Technology has and will continue to provide musicians with endless possibilities for the autonomous creation of complex and nuanced compositions. The danger lies in a lack of perspective between the musicians and the project before them. Furthermore, the ubiquity and general affordability of home studio equipment and peripheral gadgetry can quash spirited inspiration with too many bells and whistles. Local multi-instrumentalist Joel Fadness has avoided such pitfalls with his debut release, Dynokaleido—a word with clear etymology, yet pure rhetorical invention. The apt title behind the 14-track LP is an entry to sculpted and absorbing electronic rhythms composed over a two-year period. The strengths of Dynokaleido’s songs are the seamless instrumental transitions between live drums, keyboards and Ron Carter bass samples. Each instrument assumes a different character with psychological complexity and depth to engage in the composition’s interior intimacy rather than an exterior surface. Where too many falter in the pallor of conceptualized song arrangement pastiche, Fadness revels in sophisticated musical skill and subtle tenacity with each intricate landscape he creates.
"I love your "Dynokaleido" CD so much I'm going to feature it on the FRONT PAGE of CD Baby for a few days.

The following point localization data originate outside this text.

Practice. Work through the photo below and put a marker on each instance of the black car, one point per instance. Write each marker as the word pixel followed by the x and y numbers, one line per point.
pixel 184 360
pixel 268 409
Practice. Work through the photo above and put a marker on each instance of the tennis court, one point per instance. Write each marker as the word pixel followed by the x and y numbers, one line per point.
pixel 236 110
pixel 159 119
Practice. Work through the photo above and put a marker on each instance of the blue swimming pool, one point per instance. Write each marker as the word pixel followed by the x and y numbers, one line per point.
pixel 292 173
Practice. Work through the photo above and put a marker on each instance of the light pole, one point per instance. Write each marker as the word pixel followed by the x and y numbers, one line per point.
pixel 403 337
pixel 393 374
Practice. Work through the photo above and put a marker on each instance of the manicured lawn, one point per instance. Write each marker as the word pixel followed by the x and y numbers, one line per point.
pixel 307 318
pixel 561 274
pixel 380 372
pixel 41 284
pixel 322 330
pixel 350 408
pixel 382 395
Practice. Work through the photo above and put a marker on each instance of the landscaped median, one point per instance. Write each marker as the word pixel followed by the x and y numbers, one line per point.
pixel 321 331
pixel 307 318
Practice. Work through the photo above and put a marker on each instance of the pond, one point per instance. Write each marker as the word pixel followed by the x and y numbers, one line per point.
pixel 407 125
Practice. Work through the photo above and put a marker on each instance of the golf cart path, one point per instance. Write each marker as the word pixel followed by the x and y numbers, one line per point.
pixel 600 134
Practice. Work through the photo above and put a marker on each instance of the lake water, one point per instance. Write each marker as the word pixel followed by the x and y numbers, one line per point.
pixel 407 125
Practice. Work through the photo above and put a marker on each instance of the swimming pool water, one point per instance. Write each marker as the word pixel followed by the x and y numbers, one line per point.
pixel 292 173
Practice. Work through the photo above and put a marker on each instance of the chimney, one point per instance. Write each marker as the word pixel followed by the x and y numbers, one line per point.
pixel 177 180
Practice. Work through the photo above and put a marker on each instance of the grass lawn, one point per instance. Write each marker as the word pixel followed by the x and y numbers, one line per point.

We're REALLY picky about what goes on the front page.  We get about 100 new albums a DAY coming in here now,
(about 100,000 total), and yours is one of the best I've ever heard."

-Derek Sivers, CD Baby

Drums bouncing and keyboards set on stun, Joel Fadness offers a
frenetic opus of electronic jazz.  Despite having held down gigs as a
drummer for several world, world fusion, Native American, and jazz
artists, Fadness has an obvious command over and ear for what works when it comes to computers and keyboards. Slightly kitschy, darting synth lines skip over largely strict, tight drums to form masses of thoughtful songs. While the music possesses some elements of modern IDM and breakbeat, it's also got serious reverence for the patterns of early electronic music and the sound of the synthesizer... not the sound of the synthesizer trying to be an acoustic instrument.  With this type of effort, it's pretty rare that all of the sounds coming out the keyboard are perfectly manufactured and pasted together in a way that's avoids cheesiness, even with its occasional glance back to 70s and 80s synth sounds.  It is a record that's easy to take seriously where others might be written off as a joke.  So listen to it, dance to it, dork out to it.

-CD Baby
CD Baby - CD Baby (Jan 13, 2007)
There's a commment on the webpage for Joel Fadness's CD which says "He is happy to be in a band that will never break up." I totally agree. Fadness is a one-man band/phenomenon. In truth, he plays everything that is heard on Dynokaleido (Bitbang), an amazing 14-song instrumental journey which has him moving from jazz/funk fusion to quirky pop to electronica. In a track like "No Cho" he does the kind of music that Herbie Hancock has done recently, but better. The core of what he does seems to be the drums, and no matter what the context he knows exactly what he's doing. I've read before that when musicians go out out to play everything, the music sometimes lacks the spontaneous feeling that a band recording (i.e. various members in the studio or in a live setting at the same time) can have. I didn't feel that here, one could easily imagine what this could sound like with a group of musicians, but the quality of the musicianship, the compositions, and the songs themselves are extremely good for a one-man operation. "Romper" has him bringing out the Hammond B-3 for a bit of MMW-like funk. There are brief hints of "programming" (thus the electronica tag) but the album was recorded primarily with real instruments, no uploading or downloading involved. Good for listening, good for dancing, good for meditative purposes. It's just good, and it's *that good*.